Fraudulent Records Scam: Paying for updated military records.
Fake Veterans Charity: This scam is so common in fact; it’s been reported to affect Veterans more than 31% of the time.
Veterans are a common target for swindlers, and here are some clues for spotting a fake:
Employment Scams: Fake job applications are one of the most common ways that these people can get your information. Never put your Social Security number atop any job applications – if it causes an issue with the prospective employer, that’s a red flag. Furthermore, any job that asks you for a down payment or promises you big rewards in a short amount of time is typically a scam.
Phishing Scams: It’s always important to be mindful of the information you’re giving out. If you find yourself doubting the validity of someone on the other end of the phone – hang up. Also, it is incredibly important to keep the same integrity online to prevent online scams. Any emails claiming that they can help provide you with services that were unsolicited may very well be fake.
Here are some helpful tips:
Never click on any links or provide sensitive information online if it’s not something you have interacted with before.
Also, be on the lookout for scam text messages that ask you for personal/contact information.
Always make sure the website you’re on is secure and verified.
These people will also try to target you on social media. If you receive a new request to be friends with someone you’ve never met, chances are it’s a scam.
In 2021, the FTC reported that losses related to romance scams increased 80% compared to 2020.
Nowadays, scams are so evolved that they’ll even try to target you with crypto scams — regardless of whether or not you use cryptocurrency.
Property Scams: Another trendy way for scammers to target Veterans is by promising a Veteran discount on properties and requesting an upfront payment.

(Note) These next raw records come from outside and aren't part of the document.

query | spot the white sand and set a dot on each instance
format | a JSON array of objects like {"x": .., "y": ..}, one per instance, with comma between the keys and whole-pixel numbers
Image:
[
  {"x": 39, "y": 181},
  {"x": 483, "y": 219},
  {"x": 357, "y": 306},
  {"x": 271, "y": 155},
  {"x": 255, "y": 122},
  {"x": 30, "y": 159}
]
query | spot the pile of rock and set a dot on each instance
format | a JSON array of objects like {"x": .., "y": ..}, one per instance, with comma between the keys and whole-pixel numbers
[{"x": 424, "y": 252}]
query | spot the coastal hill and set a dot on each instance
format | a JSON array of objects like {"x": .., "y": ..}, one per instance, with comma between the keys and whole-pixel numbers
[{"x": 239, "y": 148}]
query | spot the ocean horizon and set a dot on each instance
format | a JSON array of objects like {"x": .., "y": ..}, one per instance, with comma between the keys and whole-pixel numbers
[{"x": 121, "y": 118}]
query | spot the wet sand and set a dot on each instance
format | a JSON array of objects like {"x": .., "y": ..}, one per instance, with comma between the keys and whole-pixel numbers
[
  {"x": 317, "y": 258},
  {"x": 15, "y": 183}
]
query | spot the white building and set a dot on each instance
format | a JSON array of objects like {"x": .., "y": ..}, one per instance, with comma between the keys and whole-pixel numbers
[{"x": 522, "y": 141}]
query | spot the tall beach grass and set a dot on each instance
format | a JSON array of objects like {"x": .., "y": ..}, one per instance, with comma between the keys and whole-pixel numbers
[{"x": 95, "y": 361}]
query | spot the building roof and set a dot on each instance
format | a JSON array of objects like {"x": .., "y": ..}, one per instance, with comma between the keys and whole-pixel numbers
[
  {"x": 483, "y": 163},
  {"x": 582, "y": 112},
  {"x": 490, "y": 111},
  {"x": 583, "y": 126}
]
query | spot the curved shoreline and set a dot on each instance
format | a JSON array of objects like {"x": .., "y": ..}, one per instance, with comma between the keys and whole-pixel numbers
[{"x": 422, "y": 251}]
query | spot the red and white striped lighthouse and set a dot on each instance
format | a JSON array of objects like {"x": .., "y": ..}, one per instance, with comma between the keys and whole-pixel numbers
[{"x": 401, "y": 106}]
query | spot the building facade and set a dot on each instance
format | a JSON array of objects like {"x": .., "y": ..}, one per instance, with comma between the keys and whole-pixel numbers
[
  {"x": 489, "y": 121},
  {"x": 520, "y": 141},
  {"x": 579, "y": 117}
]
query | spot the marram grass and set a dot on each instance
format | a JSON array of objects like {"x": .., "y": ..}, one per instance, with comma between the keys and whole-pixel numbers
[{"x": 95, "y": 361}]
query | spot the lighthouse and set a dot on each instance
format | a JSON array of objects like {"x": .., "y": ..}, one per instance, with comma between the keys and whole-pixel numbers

Don’t send payments to anyone you don’t know without consulting an attorney, or before you’ve taken time to carefully review any documents.
Last year, the Federal Trade Commission says that they received 14,086 claims of email or social media identity theft, a 36% rise from the previous year.
What Should I Do to Protect Myself?
If you’re confused about available services or benefits, contact the VA’s National Call Center at 1 (800) 827-1000 for further help on avoiding and reporting scams.
You can also head over to: donotcall.gov and add your phone number(s) to the National Do Not Call registry.
It may also be a promising idea to work with a corporation that has extensive knowledge on fraud and can help you better protect yourself going forward. The AARP has a Veterans Fraud Center, and they’ll supply educational and resourceful tips to help you and your family stay safe.